Oil prices tumbled Friday after Iranian Foreign Minister Seyed Abbas Araghchi declared the Strait of Hormuz “completely open” during the ceasefire between Israel and Lebanon, raising hopes of easing supply disruptions.
Araghchi’s comments on X followed remarks by U.S. President Donald Trump, who said late Thursday that the war in Iran “should be ending pretty soon.”
U.S. crude oil futures for May delivery fell 9.8% to $85.37 per barrel. International benchmark Brent for June delivery tumbled 9.1% to $90.38 per barrel.
In the social media post, Araghci said vessels traveling through the critical waterway must sail a “coordinated route” prescribed by Iran’s maritime authorities.
Trump on Thursday said that “the war in Iran is going along swimmingly,” reiterating rosy predictions about the end of the war that began on Feb. 28.
Hours earlier, Trump said in a Truth Social post that a 10-day ceasefire between Israel and Lebanon is set to begin at 5 p.m. ET.
He added that Israeli Prime Minister Benjamin Netanyahu and Lebanese President Joseph Aoun would be invited to the White House for what he described as the first meaningful talks between the two countries since 1983.
The U.S. State Department said both sides aimed to create conditions for lasting peace, including mutual recognition of sovereignty. The department said the effort included improved border security and reaffirmed Israel’s right to self-defense.
It also noted shared concerns over non-state armed groups from undermining Lebanon’s sovereignty.
Trump said he expects Lebanon to “take care of Hezbollah,” the Iran-backed militant group.
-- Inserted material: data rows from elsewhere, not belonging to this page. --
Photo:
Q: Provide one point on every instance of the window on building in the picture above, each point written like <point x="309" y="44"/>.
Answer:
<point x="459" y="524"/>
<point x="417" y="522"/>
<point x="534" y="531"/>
The developments raised hopes of a broader resolution to the Middle East conflict.
Oil prices were drifting lower on expectations that the U.S. and Iran could extend their ceasefire by another two weeks and potentially resume talks to end the conflict, ING said.
“However, the physical market is becoming tighter every day that passes without a restart of oil flows through the Strait of Hormuz,” ING analysts said in a note.
Even accounting for pipeline rerouting and limited tanker movements, ING estimates roughly 13 million barrels per day of supply has been disrupted, a figure that could rise further under a U.S. blockade.
“The key upside risk for the market is that peace talks between the US and Iran break down. This isn’t an unrealistic scenario, given that US and Iranian demands remain fairly wide apart.”